Hello BaseX list,
I'm completely new to BaseX and a bit overwhelmed of the resources found so far in the wiki. So, please forgive my ask for advices to novices.
My question: Is BaseX capable of handling TEI-XML files under following circumstances. # of TEI-files: ~10^7 # of directories where these are files stored in: ~10^5 # of words in TEI/body to be indexed: ~5*10^9 yearly increment: 10^9 words in about 10^6 files
The main concern is full-text search within TEI/body which must be performant: users interact with the database searching full text.

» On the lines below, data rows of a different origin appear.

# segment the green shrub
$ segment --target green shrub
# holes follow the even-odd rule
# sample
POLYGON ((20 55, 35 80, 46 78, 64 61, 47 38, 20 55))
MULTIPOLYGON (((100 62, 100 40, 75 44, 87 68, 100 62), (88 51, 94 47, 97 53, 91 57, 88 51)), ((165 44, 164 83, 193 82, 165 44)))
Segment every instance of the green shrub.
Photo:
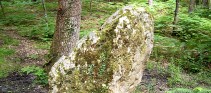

Indexing the aforementioned amount of data should be achievable in reasonable time, say: - initial indexing may last some days, if necessary - incremental(?) indexing of new data should be an overnight job
Can I give BaseX a try? Or should I look elsewhere?
Cheers, Matthias
Hi Matthias,
Can I give BaseX a try?
You definitely should ;) Maybe you can simply start off, download BaseX and import your TEI directories. Some database limits are listed here [1]. If you encounter problems with creating the full-text index for your XML data, documents can also be split across multiple databases.
What’s the total file size of your initial TEI documents?
Best, Christian
[1] https://docs.basex.org/wiki/Statistics
On Thu, Sep 3, 2020 at 7:05 PM Matthias Schütze matthias.schuetze@web.de wrote:
Hello BaseX list,
I'm completely new to BaseX and a bit overwhelmed of the resources found so far in the wiki. So, please forgive my ask for advices to novices.
My question: Is BaseX capable of handling TEI-XML files under following circumstances. # of TEI-files: ~10^7 # of directories where these are files stored in: ~10^5 # of words in TEI/body to be indexed: ~5*10^9 yearly increment: 10^9 words in about 10^6 files
The main concern is full-text search within TEI/body which must be performant: users interact with the database searching full text.
Indexing the aforementioned amount of data should be achievable in reasonable time, say:
- initial indexing may last some days, if necessary
- incremental(?) indexing of new data should be an overnight job
Can I give BaseX a try? Or should I look elsewhere?
Cheers, Matthias
Hi Christian,
we're talking about ~150GB for the initial TEI docs.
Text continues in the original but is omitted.